It’s important to set a goal at first. Set a goal to know where you are going, but also know where you currently are. That gives you a road map for the future.


Presumably you are here because you want to take your money to the NEXT LEVEL. But how do you define what the next level is? If you are working towards a personal financial goal, you get to define what it is for you. Here’s one example of how I previously defined it for me.


When I was 20 years old, I set a goal of having a net worth of $10 million by age 60. But it wasn’t just one goal. I also set benchmarks or in-between goals to make sure I was on a realistic path. So the goals I set actually looked like this:


Level 1: $100k by age 25

Level 2: $250k by age 30

Level 3: $500k by age 35

Level 4: $1M by age 40

Level 5: $2M by age 45

Level 6: $4M by age 50

Level 7: $10M by age 60


So that’s roughly a doubling of my expected net worth every 5 years, although it was more ambitious from age 25 to 30 and less ambitious from age 50 to 60. Which makes sense because I could take more risk when I was younger and will take less risk when I’m older. In order to double your portfolio in 5 years, you’d need a 14.8% return on investment. If you could attain that ROI, then you wouldn’t need to save any more money. But I expected that I would have to save money as well, which I have done.

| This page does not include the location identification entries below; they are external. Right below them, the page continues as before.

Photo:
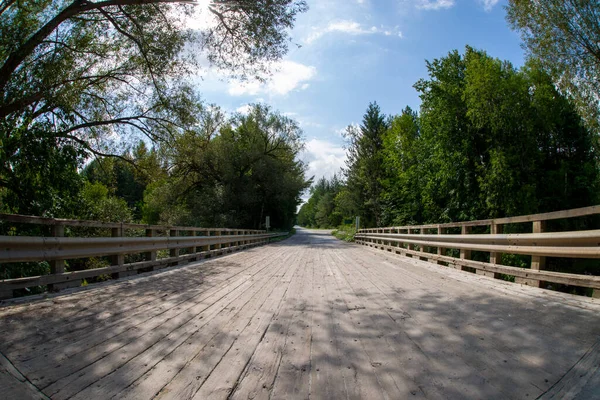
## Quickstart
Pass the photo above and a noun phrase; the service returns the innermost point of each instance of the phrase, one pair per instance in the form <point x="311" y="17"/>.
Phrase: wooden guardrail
<point x="146" y="241"/>
<point x="433" y="242"/>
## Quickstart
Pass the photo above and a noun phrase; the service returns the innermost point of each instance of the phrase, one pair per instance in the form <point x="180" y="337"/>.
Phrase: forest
<point x="101" y="119"/>
<point x="489" y="140"/>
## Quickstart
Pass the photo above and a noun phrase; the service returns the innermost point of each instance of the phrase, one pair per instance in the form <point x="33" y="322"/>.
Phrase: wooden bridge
<point x="308" y="317"/>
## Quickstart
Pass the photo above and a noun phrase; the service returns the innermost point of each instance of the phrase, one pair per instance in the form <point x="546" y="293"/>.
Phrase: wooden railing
<point x="145" y="241"/>
<point x="434" y="241"/>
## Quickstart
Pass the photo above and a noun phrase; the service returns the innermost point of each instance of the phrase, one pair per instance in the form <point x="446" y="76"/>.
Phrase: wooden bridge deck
<point x="308" y="317"/>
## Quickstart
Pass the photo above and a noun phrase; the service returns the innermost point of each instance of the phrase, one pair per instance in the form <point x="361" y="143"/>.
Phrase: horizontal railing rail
<point x="418" y="241"/>
<point x="58" y="249"/>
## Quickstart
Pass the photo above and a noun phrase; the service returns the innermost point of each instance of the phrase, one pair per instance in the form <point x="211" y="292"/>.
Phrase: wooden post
<point x="441" y="251"/>
<point x="464" y="253"/>
<point x="217" y="233"/>
<point x="194" y="249"/>
<point x="206" y="248"/>
<point x="58" y="266"/>
<point x="495" y="258"/>
<point x="537" y="262"/>
<point x="424" y="256"/>
<point x="151" y="255"/>
<point x="174" y="252"/>
<point x="119" y="259"/>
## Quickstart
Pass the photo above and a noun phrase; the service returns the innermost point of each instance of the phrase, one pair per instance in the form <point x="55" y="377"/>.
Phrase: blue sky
<point x="354" y="52"/>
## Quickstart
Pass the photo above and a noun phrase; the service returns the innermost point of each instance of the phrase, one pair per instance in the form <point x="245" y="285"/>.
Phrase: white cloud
<point x="436" y="4"/>
<point x="342" y="131"/>
<point x="488" y="4"/>
<point x="244" y="109"/>
<point x="350" y="27"/>
<point x="288" y="76"/>
<point x="323" y="158"/>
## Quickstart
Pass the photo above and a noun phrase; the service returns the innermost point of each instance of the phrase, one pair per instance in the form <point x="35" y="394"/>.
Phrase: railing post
<point x="151" y="255"/>
<point x="495" y="258"/>
<point x="194" y="249"/>
<point x="57" y="266"/>
<point x="422" y="247"/>
<point x="218" y="245"/>
<point x="119" y="259"/>
<point x="174" y="252"/>
<point x="206" y="247"/>
<point x="441" y="250"/>
<point x="537" y="262"/>
<point x="464" y="253"/>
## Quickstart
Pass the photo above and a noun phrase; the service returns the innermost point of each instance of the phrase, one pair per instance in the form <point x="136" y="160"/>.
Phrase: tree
<point x="401" y="194"/>
<point x="88" y="75"/>
<point x="565" y="36"/>
<point x="497" y="141"/>
<point x="364" y="169"/>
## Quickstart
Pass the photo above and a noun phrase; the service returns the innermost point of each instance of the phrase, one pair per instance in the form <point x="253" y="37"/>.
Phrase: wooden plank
<point x="581" y="382"/>
<point x="361" y="324"/>
<point x="14" y="386"/>
<point x="163" y="373"/>
<point x="225" y="376"/>
<point x="172" y="327"/>
<point x="190" y="379"/>
<point x="129" y="319"/>
<point x="330" y="377"/>
<point x="259" y="375"/>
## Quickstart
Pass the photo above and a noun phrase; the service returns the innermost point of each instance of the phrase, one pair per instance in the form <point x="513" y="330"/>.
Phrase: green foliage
<point x="490" y="141"/>
<point x="321" y="209"/>
<point x="81" y="79"/>
<point x="563" y="36"/>
<point x="97" y="205"/>
<point x="364" y="168"/>
<point x="231" y="173"/>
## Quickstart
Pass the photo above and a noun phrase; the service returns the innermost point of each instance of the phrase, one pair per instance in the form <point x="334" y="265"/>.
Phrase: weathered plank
<point x="311" y="317"/>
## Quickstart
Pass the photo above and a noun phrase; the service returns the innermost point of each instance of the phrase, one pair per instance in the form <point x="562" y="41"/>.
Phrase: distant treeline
<point x="489" y="140"/>
<point x="223" y="172"/>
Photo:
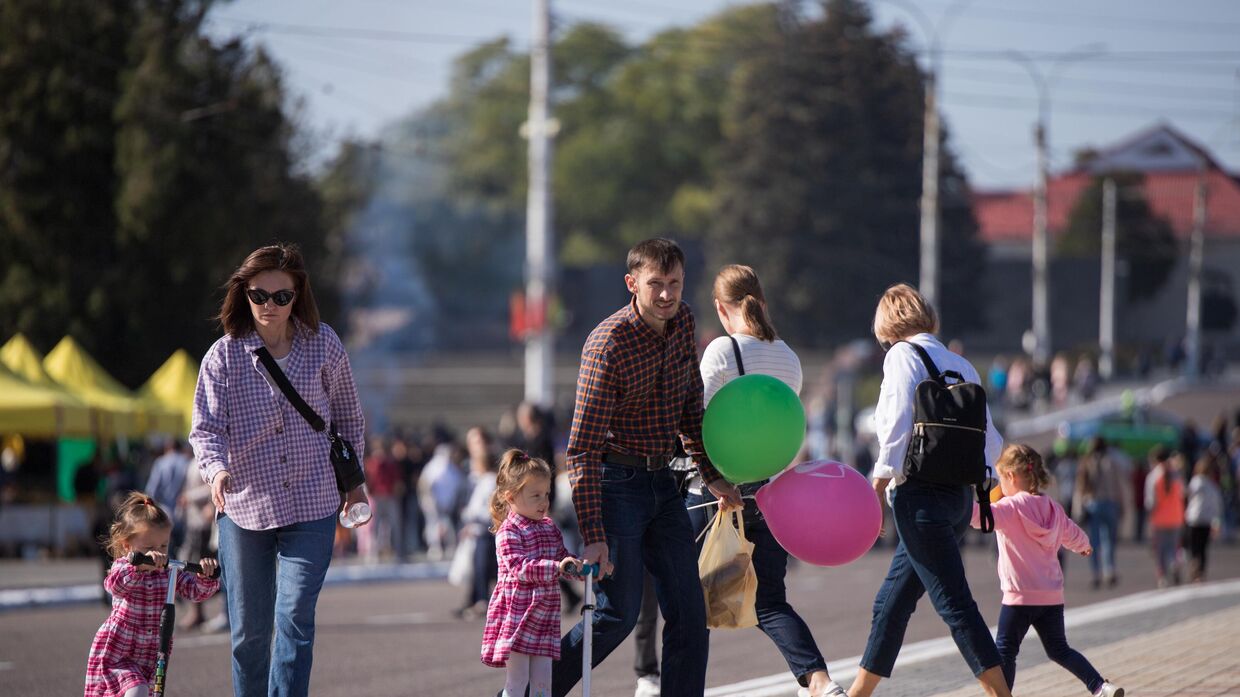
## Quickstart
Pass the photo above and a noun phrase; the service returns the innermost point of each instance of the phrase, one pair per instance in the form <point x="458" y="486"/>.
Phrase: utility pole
<point x="1040" y="235"/>
<point x="540" y="249"/>
<point x="1195" y="257"/>
<point x="1040" y="251"/>
<point x="929" y="282"/>
<point x="1106" y="294"/>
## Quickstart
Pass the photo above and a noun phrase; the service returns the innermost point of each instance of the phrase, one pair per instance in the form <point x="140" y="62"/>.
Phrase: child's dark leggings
<point x="1016" y="620"/>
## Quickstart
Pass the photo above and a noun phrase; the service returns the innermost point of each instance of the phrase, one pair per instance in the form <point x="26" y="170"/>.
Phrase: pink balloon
<point x="822" y="512"/>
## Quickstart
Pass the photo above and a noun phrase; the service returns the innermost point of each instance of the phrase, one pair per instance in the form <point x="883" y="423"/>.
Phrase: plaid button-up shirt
<point x="635" y="392"/>
<point x="279" y="468"/>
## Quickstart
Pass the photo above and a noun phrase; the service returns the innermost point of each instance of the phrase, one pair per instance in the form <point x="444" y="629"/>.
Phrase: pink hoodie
<point x="1031" y="530"/>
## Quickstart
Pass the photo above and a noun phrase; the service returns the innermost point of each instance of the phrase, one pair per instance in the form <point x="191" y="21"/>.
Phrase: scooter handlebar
<point x="588" y="569"/>
<point x="138" y="558"/>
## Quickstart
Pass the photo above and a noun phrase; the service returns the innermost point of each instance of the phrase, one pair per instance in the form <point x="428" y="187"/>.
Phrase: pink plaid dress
<point x="523" y="614"/>
<point x="124" y="649"/>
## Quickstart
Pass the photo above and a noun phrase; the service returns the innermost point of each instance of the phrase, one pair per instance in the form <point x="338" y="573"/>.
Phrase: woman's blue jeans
<point x="930" y="519"/>
<point x="775" y="615"/>
<point x="273" y="578"/>
<point x="1104" y="533"/>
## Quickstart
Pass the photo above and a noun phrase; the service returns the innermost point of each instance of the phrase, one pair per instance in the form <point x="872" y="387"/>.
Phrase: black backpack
<point x="949" y="434"/>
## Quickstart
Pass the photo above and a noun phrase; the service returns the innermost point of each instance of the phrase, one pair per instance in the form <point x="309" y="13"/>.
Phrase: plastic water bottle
<point x="355" y="515"/>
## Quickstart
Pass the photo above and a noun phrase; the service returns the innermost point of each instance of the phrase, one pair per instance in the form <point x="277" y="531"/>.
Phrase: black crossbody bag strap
<point x="926" y="361"/>
<point x="735" y="350"/>
<point x="282" y="380"/>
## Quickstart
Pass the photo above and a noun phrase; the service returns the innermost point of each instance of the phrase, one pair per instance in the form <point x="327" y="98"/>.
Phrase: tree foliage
<point x="141" y="160"/>
<point x="764" y="137"/>
<point x="1145" y="241"/>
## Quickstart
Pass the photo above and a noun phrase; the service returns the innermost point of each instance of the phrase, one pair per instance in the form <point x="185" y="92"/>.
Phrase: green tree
<point x="820" y="179"/>
<point x="1145" y="241"/>
<point x="189" y="166"/>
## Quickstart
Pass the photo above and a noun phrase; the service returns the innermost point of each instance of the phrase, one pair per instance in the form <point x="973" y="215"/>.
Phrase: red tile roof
<point x="1007" y="216"/>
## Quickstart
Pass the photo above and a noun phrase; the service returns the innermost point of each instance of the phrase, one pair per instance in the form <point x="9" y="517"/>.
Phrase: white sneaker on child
<point x="1109" y="690"/>
<point x="647" y="686"/>
<point x="833" y="690"/>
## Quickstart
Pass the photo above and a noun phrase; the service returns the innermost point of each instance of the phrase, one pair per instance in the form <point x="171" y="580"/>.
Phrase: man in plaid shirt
<point x="639" y="388"/>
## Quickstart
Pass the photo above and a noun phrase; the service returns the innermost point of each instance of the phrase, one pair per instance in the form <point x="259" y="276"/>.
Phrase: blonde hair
<point x="739" y="285"/>
<point x="516" y="468"/>
<point x="138" y="512"/>
<point x="902" y="313"/>
<point x="1024" y="461"/>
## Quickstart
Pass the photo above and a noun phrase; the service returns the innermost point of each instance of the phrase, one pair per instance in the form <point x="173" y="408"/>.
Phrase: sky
<point x="1112" y="67"/>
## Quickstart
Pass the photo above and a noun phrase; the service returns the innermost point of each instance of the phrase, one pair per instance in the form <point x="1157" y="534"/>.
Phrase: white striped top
<point x="760" y="357"/>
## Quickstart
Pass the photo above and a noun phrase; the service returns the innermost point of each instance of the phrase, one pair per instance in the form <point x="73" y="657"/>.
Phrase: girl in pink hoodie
<point x="1031" y="530"/>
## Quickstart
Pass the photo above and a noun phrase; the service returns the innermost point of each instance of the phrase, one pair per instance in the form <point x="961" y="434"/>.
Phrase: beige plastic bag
<point x="727" y="569"/>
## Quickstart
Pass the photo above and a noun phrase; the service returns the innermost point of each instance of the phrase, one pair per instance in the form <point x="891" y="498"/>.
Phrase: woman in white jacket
<point x="930" y="517"/>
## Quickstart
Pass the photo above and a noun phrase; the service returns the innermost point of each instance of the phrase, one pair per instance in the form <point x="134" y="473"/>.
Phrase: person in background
<point x="1164" y="500"/>
<point x="476" y="519"/>
<point x="1100" y="495"/>
<point x="409" y="460"/>
<point x="1203" y="515"/>
<point x="383" y="484"/>
<point x="740" y="305"/>
<point x="439" y="491"/>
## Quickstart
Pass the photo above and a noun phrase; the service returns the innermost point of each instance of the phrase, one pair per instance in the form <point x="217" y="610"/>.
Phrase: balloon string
<point x="714" y="502"/>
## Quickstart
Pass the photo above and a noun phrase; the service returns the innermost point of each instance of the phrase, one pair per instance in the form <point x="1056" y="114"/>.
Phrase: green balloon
<point x="753" y="428"/>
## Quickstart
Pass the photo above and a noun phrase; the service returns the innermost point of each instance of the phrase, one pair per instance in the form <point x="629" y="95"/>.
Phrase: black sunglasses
<point x="259" y="297"/>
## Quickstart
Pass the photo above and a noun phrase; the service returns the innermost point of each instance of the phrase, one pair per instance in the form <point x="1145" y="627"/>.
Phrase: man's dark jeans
<point x="647" y="528"/>
<point x="1016" y="620"/>
<point x="930" y="519"/>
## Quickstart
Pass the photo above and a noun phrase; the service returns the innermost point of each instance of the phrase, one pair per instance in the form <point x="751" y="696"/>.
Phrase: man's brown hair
<point x="657" y="253"/>
<point x="234" y="314"/>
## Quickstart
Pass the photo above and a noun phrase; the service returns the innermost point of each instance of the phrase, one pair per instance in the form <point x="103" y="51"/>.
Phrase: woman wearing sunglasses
<point x="269" y="471"/>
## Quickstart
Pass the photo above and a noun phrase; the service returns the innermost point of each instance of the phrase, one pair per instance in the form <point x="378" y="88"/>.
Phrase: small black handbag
<point x="344" y="458"/>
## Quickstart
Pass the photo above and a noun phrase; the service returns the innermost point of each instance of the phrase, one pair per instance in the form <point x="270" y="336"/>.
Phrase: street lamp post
<point x="1040" y="236"/>
<point x="929" y="280"/>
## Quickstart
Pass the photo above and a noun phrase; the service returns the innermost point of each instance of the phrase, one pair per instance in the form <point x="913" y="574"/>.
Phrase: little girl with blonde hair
<point x="1031" y="530"/>
<point x="522" y="618"/>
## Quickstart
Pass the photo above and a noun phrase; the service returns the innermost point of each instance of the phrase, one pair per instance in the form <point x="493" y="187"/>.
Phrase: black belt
<point x="649" y="463"/>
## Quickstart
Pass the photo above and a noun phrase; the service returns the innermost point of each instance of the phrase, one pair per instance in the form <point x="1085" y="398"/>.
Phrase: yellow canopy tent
<point x="122" y="412"/>
<point x="37" y="411"/>
<point x="172" y="386"/>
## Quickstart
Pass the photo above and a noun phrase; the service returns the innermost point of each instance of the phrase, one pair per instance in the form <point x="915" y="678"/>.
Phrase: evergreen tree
<point x="1145" y="241"/>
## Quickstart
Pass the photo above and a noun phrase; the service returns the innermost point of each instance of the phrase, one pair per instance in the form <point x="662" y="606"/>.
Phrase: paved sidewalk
<point x="1181" y="641"/>
<point x="65" y="582"/>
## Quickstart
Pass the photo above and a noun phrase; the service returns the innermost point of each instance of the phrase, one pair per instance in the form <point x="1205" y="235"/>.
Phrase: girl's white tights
<point x="527" y="670"/>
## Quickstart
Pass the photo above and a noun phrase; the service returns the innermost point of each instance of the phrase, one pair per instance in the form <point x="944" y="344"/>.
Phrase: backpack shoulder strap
<point x="282" y="380"/>
<point x="735" y="351"/>
<point x="925" y="360"/>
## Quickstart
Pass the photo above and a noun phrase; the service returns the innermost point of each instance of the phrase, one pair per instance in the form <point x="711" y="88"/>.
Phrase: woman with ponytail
<point x="752" y="346"/>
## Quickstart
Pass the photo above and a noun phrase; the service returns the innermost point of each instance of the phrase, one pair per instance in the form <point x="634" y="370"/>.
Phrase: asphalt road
<point x="399" y="639"/>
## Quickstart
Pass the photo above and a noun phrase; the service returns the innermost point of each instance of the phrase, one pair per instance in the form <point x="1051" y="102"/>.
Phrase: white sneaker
<point x="833" y="690"/>
<point x="647" y="686"/>
<point x="1109" y="690"/>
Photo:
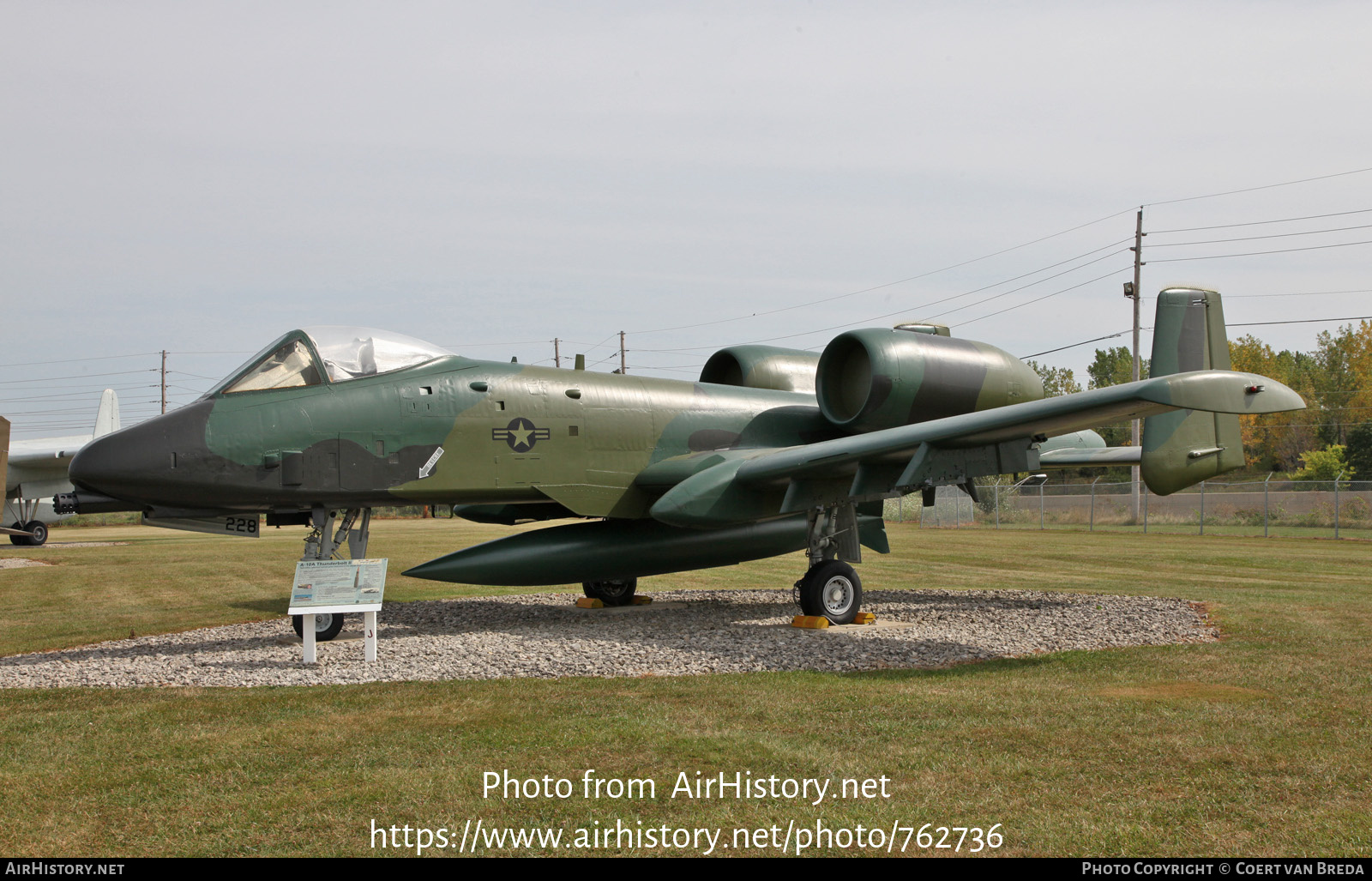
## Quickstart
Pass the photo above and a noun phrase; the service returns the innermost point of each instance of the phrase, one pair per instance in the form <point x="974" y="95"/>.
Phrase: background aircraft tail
<point x="107" y="418"/>
<point x="1184" y="448"/>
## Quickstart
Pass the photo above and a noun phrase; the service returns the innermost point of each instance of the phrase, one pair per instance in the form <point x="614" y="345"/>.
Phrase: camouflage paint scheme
<point x="683" y="474"/>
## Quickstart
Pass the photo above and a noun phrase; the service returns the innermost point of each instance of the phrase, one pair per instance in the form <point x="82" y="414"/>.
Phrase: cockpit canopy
<point x="331" y="353"/>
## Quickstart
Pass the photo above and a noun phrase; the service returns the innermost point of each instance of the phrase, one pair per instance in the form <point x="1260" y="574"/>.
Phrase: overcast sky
<point x="205" y="176"/>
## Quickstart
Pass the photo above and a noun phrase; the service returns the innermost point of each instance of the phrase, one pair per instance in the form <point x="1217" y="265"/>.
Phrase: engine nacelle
<point x="761" y="366"/>
<point x="875" y="377"/>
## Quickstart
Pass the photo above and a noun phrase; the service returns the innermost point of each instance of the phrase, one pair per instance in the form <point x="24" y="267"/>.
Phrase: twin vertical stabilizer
<point x="1184" y="448"/>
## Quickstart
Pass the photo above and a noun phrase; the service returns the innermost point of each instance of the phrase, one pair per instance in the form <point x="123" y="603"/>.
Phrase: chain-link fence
<point x="1337" y="510"/>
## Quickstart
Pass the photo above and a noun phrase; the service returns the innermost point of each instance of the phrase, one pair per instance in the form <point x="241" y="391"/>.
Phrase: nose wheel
<point x="612" y="593"/>
<point x="327" y="625"/>
<point x="833" y="590"/>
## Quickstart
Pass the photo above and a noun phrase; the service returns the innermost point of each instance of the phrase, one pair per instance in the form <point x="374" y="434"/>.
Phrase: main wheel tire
<point x="833" y="590"/>
<point x="612" y="593"/>
<point x="40" y="533"/>
<point x="326" y="626"/>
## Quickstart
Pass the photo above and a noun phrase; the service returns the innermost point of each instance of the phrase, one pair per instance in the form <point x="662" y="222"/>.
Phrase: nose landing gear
<point x="322" y="544"/>
<point x="832" y="588"/>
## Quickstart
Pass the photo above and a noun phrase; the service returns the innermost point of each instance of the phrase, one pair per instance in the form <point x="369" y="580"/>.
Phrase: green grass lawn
<point x="1253" y="745"/>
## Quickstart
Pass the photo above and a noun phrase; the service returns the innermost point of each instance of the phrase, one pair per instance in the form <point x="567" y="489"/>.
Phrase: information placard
<point x="338" y="586"/>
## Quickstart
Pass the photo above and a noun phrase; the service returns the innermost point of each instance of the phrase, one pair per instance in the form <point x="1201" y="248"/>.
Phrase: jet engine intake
<point x="761" y="366"/>
<point x="877" y="377"/>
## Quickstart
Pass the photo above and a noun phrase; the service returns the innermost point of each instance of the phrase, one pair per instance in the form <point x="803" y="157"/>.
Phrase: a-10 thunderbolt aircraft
<point x="770" y="452"/>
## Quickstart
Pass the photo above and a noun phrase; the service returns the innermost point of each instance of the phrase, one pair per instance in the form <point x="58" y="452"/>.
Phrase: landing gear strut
<point x="322" y="544"/>
<point x="832" y="588"/>
<point x="612" y="593"/>
<point x="38" y="530"/>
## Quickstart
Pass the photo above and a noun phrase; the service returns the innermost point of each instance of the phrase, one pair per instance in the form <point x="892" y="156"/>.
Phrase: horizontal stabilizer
<point x="1099" y="457"/>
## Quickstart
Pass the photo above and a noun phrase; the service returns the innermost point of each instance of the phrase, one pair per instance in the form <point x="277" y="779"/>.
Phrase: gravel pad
<point x="681" y="633"/>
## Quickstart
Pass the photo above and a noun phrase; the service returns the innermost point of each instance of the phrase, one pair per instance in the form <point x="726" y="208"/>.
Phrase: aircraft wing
<point x="766" y="483"/>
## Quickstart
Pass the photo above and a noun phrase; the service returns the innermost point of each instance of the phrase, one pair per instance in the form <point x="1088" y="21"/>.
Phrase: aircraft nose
<point x="135" y="464"/>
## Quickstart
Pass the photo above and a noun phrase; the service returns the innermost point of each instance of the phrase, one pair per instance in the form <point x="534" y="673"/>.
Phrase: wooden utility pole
<point x="1136" y="294"/>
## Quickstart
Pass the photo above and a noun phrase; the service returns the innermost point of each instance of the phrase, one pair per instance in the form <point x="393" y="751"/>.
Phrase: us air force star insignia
<point x="521" y="434"/>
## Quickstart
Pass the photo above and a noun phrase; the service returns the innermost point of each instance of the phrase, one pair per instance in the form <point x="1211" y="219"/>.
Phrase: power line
<point x="1279" y="235"/>
<point x="1314" y="247"/>
<point x="52" y="379"/>
<point x="1086" y="342"/>
<point x="1285" y="220"/>
<point x="1044" y="297"/>
<point x="1249" y="324"/>
<point x="1231" y="192"/>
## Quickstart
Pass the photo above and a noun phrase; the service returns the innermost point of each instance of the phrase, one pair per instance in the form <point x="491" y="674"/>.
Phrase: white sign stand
<point x="308" y="626"/>
<point x="338" y="586"/>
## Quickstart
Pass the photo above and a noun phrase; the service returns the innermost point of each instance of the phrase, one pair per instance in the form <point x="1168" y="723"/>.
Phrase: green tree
<point x="1115" y="366"/>
<point x="1360" y="449"/>
<point x="1326" y="464"/>
<point x="1056" y="380"/>
<point x="1342" y="379"/>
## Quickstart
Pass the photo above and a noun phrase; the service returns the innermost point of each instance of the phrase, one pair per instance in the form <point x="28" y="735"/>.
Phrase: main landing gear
<point x="832" y="589"/>
<point x="322" y="544"/>
<point x="38" y="531"/>
<point x="612" y="593"/>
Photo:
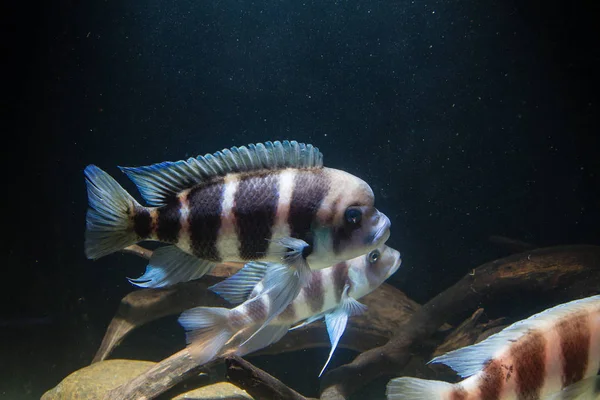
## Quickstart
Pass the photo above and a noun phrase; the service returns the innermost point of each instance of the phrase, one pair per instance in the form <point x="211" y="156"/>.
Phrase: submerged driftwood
<point x="536" y="271"/>
<point x="388" y="335"/>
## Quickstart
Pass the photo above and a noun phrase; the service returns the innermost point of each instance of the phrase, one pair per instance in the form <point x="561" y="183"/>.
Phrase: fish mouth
<point x="383" y="233"/>
<point x="397" y="264"/>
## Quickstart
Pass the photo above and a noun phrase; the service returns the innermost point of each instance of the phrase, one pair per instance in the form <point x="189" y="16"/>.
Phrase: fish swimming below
<point x="269" y="202"/>
<point x="331" y="293"/>
<point x="552" y="355"/>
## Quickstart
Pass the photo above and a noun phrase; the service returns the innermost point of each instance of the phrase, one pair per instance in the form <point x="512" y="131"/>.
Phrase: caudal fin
<point x="208" y="331"/>
<point x="109" y="225"/>
<point x="418" y="389"/>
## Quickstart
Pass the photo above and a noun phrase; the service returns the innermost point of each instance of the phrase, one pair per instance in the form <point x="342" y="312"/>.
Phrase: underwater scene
<point x="334" y="200"/>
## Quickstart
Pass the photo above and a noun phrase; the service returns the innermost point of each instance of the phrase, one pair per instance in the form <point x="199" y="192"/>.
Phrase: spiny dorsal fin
<point x="159" y="182"/>
<point x="469" y="360"/>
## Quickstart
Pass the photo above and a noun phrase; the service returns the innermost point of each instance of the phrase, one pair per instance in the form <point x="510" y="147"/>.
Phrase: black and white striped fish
<point x="552" y="355"/>
<point x="332" y="294"/>
<point x="247" y="203"/>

In the first decade, from age 20 to 30, I successfully hit my Level 1 goal and the my Level 2 goal. But then something curious happened. I actually decided that my original goal of $10M by age 60 was not actually what I wanted to aim towards. But aiming towards that original goal gave me sufficient progress and now I have the flexibility to aim towards another goal. A goal that’s better for what I actually want. Because at age 20 I didn’t actually know what I wanted decades into the future. Now at age 30 I have a better understanding. But I still expect that my goal will continue to evolve with time as I learn more about myself and my desires and life in general. But I’m sure glad that I set an ambitious goal when I was young and naive because it will make whatever future goal that I define easier to attain. How I define financial success for me will change with time, but I long as I consistently put in the effort, I will get there with time. And I encourage you to do the same!